Oxidative damage to cell membranes, oxidative damage to mDNA, oxidative damage to the cytochrome system and depletion of coenzyme Q10 and in particular the depletion of glutathione leads to cell death.
Artichoke leaf extracts have also been demostrated to improve endothelial function which proves, at the biochemical level, that the antioxidants in the leaf extracts can effectively scavenge the superoxide in endothelial cells. This activity inhibits or prevents the formation of the peroxynitrite radical and the hydroxyl radical that can oxidatively damage cell membranes and mDNA and DNA respectively.
Interestingly, caffeoylquinic acids from artichoke have been “demonstrated to have potent activity against HIV” as “these compounds inhibit the HIV integrase enzyme which is essential to the virus’s ability to reproduce.”

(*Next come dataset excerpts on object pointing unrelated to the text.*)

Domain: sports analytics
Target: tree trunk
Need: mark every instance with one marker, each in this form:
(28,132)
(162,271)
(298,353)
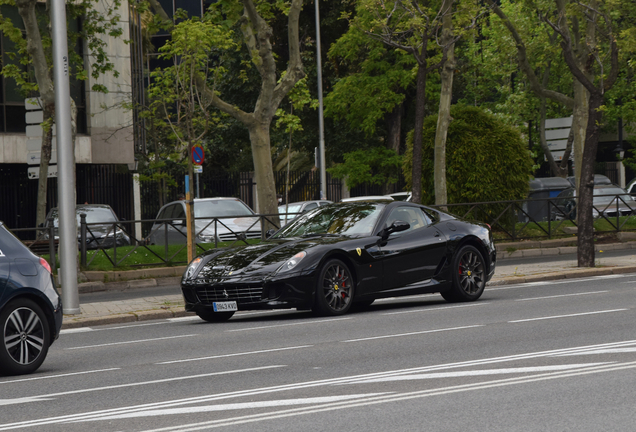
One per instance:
(394,137)
(585,250)
(420,106)
(579,125)
(263,171)
(443,118)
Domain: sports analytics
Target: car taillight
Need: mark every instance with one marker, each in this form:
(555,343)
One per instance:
(44,263)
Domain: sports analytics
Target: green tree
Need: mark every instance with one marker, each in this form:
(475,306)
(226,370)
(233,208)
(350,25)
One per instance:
(179,93)
(481,149)
(252,17)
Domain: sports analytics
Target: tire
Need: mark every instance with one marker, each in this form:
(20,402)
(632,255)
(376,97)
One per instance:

Since medical science establishes a diagnosis in hospitals by seropositive test results using test kits that carry a disclaimer that they cannot be used to diagnose AIDS and certain other criteria such as depressed CD4 cell counts, anything that can be derived from dietary sources and found to be antioxidant in nature that can inhibit HIV replication while, at the same time reduce or remove oxidative stress (depending on the dosage) and improve immune cell function and increase blood cell counts would naturally merit serious medical attention as the first line of treatment. This is all the more significant as an approach in the face of the facts that AZT and retrovirals are toxic and can generate oxidative stress in the body while AZT is known to cause the same symptoms as seen in AIDS patients, including myopathy and immune suppression and it is immunotoxic to the extent that it can sufficiently suppress the immune system to lead to the establishment of opportunistic infections and cancers.

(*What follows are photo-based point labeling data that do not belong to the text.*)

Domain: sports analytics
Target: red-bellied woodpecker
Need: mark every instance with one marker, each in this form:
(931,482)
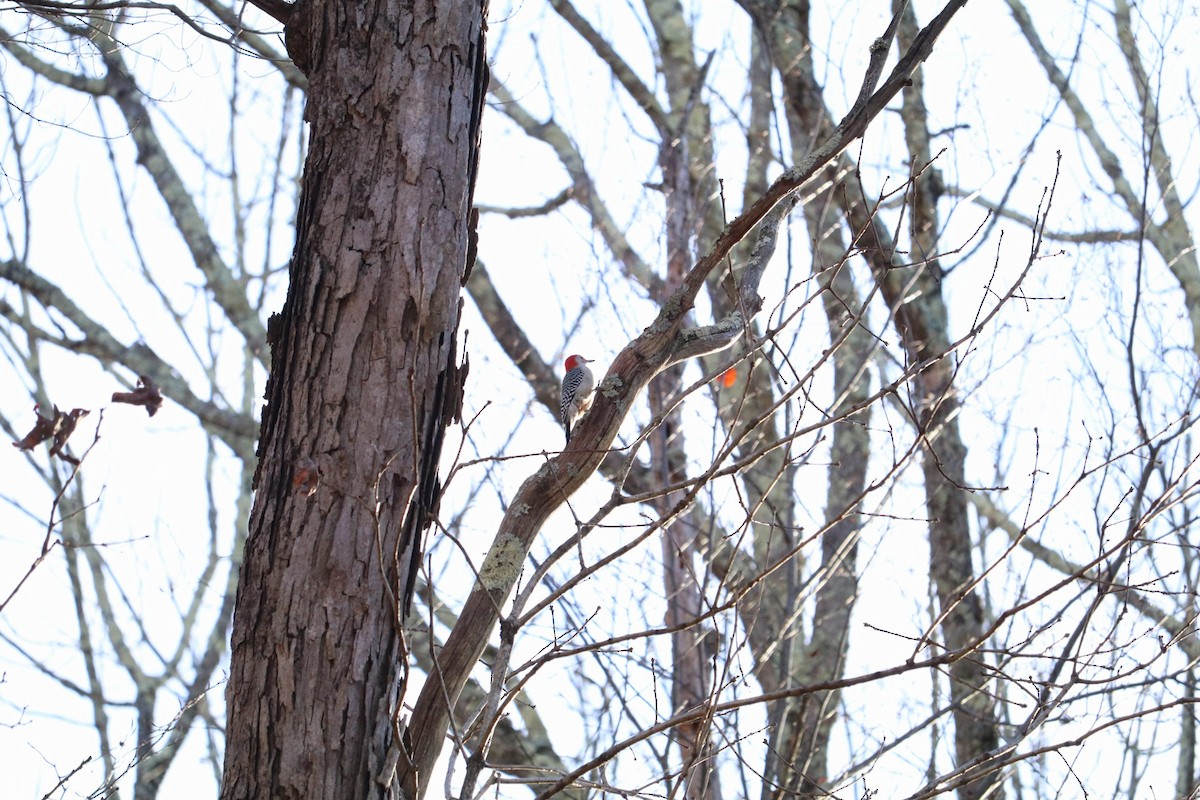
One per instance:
(577,385)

In a proper and comprehensive approach, the use of extracts of artichoke leaves must be logically augmented. Silymarin, from milk thistle, has been demonstrated to improve glutathione levels in liver cells by about 50% and in blood cells by about 35%. Silymarin has a much higher antioxidant activity than natural vitamin C or E. Raising glutathione levels improves free radical scavenging activity in cells and improves cell biochemistry that leads to improved cell function. Together with catalase, it improves the cell’s ability to scavenge hydroxyl radicals and also convert hydrogen peroxide formed during cell metabolism into water and oxygen both of which are important to healthy cell function.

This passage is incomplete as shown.